Wednesday, January 26, 2011

I Love My Life

I feel so thankful to be living life like I've never lived before. All my life until July 1st 2010, I've always had hours of breathing treatments before I could even think of functioning. Without the meds to open me up, I was useless. Even after taking meds to open up to get the day started, I still had to take more in the evening or else there was no having any kind of life after five. Anyway, it still amazes me how I can breathe now without those meds. I do take a handful of pills at different times throughout the day, but that is too easy compared to life before. I'll soon be 7 months old because my life started over on july 1st. I am so blessed. After months of setbacks I finally feel like I am getting back to my old self. Part of my meds have been discontinued and thanks to that food and drinks are tasting like they should again. I hated eating because nothing tasted good. I lost close to ten pounds when my liver was giving me problems. In addition to food tasting terrible I was also nauseated so I ate even less than normal. Now that my liver is functioning normally again, I can't get enough to eat, lol. I am grateful for my donor and the selfless act they gave in order that others could have a second chance at life. I pray everyday that my friend Kerry will soon get her call. It will come, we have to have patience and trust in God's will. I know that is easier said than done for Kerry since she's the one waiting. I know how she feels and like Tom Petty says, the waiting is the hardest part.

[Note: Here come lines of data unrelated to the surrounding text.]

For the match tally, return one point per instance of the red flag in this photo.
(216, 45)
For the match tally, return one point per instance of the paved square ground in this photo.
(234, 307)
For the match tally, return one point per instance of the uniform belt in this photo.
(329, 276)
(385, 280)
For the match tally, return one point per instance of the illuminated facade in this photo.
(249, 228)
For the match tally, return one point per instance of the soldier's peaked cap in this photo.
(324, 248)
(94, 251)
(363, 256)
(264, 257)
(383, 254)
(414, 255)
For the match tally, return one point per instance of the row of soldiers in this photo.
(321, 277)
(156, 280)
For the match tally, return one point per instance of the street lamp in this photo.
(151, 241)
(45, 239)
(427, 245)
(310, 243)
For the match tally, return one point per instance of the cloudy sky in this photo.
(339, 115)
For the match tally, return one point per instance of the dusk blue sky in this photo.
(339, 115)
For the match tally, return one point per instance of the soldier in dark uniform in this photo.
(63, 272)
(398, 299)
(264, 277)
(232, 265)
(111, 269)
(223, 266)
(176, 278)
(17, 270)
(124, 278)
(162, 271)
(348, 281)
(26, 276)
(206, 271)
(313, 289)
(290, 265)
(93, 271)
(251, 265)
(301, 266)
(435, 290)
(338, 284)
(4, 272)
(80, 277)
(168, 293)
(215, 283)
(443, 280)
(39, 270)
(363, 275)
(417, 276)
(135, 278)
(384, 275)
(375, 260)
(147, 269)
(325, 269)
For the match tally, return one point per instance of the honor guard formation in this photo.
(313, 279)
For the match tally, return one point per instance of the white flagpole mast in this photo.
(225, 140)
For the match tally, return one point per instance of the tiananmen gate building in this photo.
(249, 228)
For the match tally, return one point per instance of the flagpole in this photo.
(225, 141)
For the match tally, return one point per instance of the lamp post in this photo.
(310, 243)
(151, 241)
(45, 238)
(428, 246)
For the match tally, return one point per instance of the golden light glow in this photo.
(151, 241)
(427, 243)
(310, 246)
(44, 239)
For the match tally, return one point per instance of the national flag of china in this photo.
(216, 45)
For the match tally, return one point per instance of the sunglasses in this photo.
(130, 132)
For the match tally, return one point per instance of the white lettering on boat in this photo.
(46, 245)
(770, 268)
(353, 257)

I'm looking forward to going home to MS friday. I won't have to come back till March for my 9 month bronch provided everything continues to finally go in the right direction. Please say a prayer for Kerry that she will get her gift of life by Valentines Day if not before.

More from me later : - )

Saturday, January 8, 2011

A Whiney Rant

I know I haven't posted in a while, but I've just been bummed out. So far so good with my lungs. The problem I'm still having is the pain in my pelvis down to my knees, in both legs. It won't be long before I go back to Duke, the 20th, so hopefully they can give me some answers. I'm tired of still feeling like an invalid. I can't exercise much because I can hardly walk so I feel like I'm not getting much out of it. I have these wonderful new lungs and I can't even enjoy them to the fullest. I want to go shopping, visiting friends, out to the movie, or just being able to walk at a normal pace instead of a snails. I know it will get better, but in the back of my mind I'm thinking "when this is fixed what else is going to fall apart". I'm thankful to be alive, but I'm still not living yet. I'll get there eventually.

Ok, I'm finished whining now, on to happier news. Christmas was great. Our family decided not to exchange gifts because of all the expenses we have all incurred due to me living in NC. I couldn't help myself and bought all of my family a Duke tshirt, lol! They were like "we said no presents" and I said "don't get excited, it's not much". I liked my newphew's the best. He's 2 and was so cute in his Duke tshirt.

Today I am looking forward to going out to eat with my family. We are going to Long's Fish House and I have been craving that place before we got home to MS. It has been open as long as I have been alive and it is the best. The coleslaw alone with crackers could be a meal in itself it is so good. My mouth is watering just thinking of it. Yummy!